O investigador principal do ensaio, Professor Saul Faust, da Universidade de Southampton, disse: “Vírus como a gripe, o coronavírus e o Ébola estão em constante evolução e podem ser mal adaptados quando as vacinas são lançadas – e os atuais sistemas de vacinas ‘reativas’ terão dificuldade em acompanhar o ritmo”.

Ele acrescentou: “Esta nova vacina universal é preparada para o futuro. Não só podem proteger contra múltiplas variantes simultaneamente, mas também têm o potencial de proteger contra vírus relacionados que ainda não surgiram e se espalharam aos humanos.

“Se conseguirmos desenvolver e avançar clinicamente esta nova vacina antes que o vírus se espalhe, poderemos salvar milhões de vidas, evitar confinamentos e proteger a economia.”
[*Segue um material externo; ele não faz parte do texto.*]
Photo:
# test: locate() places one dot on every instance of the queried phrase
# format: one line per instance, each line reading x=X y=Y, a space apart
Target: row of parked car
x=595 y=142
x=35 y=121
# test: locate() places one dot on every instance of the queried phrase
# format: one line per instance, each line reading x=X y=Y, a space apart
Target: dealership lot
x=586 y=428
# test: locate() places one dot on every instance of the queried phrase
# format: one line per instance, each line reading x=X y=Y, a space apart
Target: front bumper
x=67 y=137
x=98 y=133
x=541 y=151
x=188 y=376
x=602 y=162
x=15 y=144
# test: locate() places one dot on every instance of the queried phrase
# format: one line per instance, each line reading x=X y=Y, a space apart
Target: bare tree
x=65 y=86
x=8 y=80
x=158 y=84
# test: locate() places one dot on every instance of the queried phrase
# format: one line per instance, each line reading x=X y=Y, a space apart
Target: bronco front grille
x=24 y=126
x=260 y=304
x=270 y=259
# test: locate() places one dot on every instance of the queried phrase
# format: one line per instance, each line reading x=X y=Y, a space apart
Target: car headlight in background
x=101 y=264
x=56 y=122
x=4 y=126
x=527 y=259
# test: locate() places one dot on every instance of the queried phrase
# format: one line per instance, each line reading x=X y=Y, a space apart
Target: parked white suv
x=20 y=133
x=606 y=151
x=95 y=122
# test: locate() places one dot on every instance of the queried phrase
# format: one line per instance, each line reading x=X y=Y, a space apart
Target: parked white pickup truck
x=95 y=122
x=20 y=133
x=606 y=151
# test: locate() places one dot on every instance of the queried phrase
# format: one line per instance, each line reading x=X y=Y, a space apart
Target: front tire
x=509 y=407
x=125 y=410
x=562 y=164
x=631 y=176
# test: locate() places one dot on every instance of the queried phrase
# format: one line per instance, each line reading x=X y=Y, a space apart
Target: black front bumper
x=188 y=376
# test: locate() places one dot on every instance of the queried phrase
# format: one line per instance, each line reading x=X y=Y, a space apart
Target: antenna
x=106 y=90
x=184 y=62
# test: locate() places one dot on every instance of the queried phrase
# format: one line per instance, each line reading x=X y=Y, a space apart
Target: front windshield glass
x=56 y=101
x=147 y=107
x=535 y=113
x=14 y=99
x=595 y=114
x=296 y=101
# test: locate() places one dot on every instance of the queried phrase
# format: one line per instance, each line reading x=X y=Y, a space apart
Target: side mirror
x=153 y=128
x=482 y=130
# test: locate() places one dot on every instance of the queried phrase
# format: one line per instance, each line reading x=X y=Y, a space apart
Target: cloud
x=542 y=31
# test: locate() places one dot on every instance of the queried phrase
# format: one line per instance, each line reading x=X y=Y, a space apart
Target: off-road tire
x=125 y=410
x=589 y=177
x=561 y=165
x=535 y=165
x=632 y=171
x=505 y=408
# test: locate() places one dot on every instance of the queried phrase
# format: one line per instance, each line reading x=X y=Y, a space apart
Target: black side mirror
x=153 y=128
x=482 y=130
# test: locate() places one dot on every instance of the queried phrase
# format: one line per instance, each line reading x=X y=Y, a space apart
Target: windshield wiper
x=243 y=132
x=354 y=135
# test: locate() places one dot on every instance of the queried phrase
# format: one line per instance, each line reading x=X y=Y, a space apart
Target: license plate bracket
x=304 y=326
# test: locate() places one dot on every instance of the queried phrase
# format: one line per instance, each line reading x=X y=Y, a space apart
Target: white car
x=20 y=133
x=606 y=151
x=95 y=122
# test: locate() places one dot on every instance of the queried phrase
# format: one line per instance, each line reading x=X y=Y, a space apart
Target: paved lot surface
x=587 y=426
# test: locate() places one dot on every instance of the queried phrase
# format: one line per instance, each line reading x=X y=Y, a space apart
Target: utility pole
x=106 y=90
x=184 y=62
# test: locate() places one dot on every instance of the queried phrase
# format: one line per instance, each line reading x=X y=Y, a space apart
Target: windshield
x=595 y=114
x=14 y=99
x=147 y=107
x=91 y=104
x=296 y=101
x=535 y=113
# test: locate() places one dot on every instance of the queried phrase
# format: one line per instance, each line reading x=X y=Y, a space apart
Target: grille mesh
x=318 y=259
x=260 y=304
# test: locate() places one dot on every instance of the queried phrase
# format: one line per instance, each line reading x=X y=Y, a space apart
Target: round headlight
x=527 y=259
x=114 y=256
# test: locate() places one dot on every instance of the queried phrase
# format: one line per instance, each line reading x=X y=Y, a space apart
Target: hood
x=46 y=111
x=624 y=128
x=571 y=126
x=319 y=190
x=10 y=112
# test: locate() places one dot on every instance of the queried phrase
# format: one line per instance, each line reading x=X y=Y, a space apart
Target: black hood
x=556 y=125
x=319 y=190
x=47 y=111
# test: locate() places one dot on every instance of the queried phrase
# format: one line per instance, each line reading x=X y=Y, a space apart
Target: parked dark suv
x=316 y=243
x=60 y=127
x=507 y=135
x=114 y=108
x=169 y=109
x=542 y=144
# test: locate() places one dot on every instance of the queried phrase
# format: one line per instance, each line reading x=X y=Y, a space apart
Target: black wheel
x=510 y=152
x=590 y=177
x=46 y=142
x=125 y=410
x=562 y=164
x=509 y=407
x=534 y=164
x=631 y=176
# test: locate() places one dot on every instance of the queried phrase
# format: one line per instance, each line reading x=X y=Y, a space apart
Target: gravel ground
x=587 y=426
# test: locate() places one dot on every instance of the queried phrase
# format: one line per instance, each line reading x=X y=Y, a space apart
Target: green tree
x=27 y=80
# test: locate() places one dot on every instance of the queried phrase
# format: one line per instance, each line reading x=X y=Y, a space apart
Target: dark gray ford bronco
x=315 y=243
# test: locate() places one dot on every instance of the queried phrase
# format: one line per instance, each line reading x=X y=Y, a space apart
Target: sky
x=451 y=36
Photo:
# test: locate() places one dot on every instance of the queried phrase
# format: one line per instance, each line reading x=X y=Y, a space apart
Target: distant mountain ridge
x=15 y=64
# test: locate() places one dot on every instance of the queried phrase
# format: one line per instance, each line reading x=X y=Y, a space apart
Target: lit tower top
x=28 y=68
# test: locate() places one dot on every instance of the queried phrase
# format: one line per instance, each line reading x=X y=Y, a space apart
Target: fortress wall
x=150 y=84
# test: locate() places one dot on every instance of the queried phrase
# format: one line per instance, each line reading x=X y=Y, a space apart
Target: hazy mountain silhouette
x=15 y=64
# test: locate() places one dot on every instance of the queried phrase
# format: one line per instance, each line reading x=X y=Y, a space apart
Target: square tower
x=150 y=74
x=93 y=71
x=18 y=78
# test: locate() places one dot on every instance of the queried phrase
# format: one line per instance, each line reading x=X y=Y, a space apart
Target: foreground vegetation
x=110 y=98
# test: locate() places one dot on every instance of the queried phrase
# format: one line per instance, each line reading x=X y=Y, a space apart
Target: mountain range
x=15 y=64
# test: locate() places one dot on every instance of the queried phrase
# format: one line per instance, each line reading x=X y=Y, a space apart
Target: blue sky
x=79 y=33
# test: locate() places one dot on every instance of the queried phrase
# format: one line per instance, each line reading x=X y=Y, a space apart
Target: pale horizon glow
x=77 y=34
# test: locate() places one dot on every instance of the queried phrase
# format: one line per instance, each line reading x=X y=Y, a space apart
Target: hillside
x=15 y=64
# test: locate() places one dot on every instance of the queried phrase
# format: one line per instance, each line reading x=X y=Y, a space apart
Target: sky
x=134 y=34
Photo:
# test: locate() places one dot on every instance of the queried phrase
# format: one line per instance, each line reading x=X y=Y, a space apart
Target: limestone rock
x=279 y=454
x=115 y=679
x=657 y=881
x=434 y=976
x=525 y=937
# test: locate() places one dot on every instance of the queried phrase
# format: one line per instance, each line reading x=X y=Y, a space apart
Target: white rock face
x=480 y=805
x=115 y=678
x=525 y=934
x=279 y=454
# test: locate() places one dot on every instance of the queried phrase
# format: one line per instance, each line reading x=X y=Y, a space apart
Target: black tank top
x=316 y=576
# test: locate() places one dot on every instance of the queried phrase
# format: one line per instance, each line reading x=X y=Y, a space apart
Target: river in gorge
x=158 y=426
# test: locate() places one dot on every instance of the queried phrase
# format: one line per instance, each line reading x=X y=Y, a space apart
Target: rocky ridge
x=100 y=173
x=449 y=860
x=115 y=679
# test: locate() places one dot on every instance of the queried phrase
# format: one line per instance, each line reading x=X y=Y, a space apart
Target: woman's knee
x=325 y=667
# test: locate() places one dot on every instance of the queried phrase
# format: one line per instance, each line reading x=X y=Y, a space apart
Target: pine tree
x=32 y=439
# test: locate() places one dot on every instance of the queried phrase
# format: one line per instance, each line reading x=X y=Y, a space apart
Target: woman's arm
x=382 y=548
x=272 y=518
A professora Marianne Knight, Diretora de Ciências de Infraestrutura do NIHR, descreveu os resultados como um desenvolvimento importante.

“Este ensaio de ‘superantígenos’ projetados por IA foi um enorme sucesso e marca um salto crítico em nossa capacidade de fornecer proteção ampla e duradoura contra o vírus”.

Ela acrescentou: “Este marco só foi alcançado através da colaboração entre o setor das ciências da vida e a nossa infraestrutura NIHR de classe mundial em Cambridge e Southampton, cujas instalações de investigação clínica fornecem o conhecimento vital e o ambiente necessário para acelerar esta inovação com segurança e trazê-la um passo gigante mais perto dos pacientes”.

Os investigadores observam que o SARS-CoV-2 e outros coronavírus Sarbeco continuam a ser um problema de saúde pública. Entretanto, muitos outros vírus continuam a circular nos animais e têm potencial para chegar aos seres humanos, embora seja impossível prever qual vírus surgirá a seguir ou quando.

O projeto é financiado principalmente pela Innovate UK.

DIOSynVax, abreviação de Digital Immuno-Optimized Synthetic Vaccine, foi fundada em 2017 como um spin-out da Universidade de Cambridge e é apoiada pela Cambridge Enterprise, o braço de comercialização da Universidade.

O pipeline de desenvolvimento de vacinas da empresa também inclui vacinas candidatas contra a gripe sazonal, ameaças de gripe pandémica, vírus da febre hemorrágica e coronavírus, incluindo o SARS-CoV-2.

Jonathan Heeney é professor de patologia comparativa e membro do Darwin College da Universidade de Cambridge.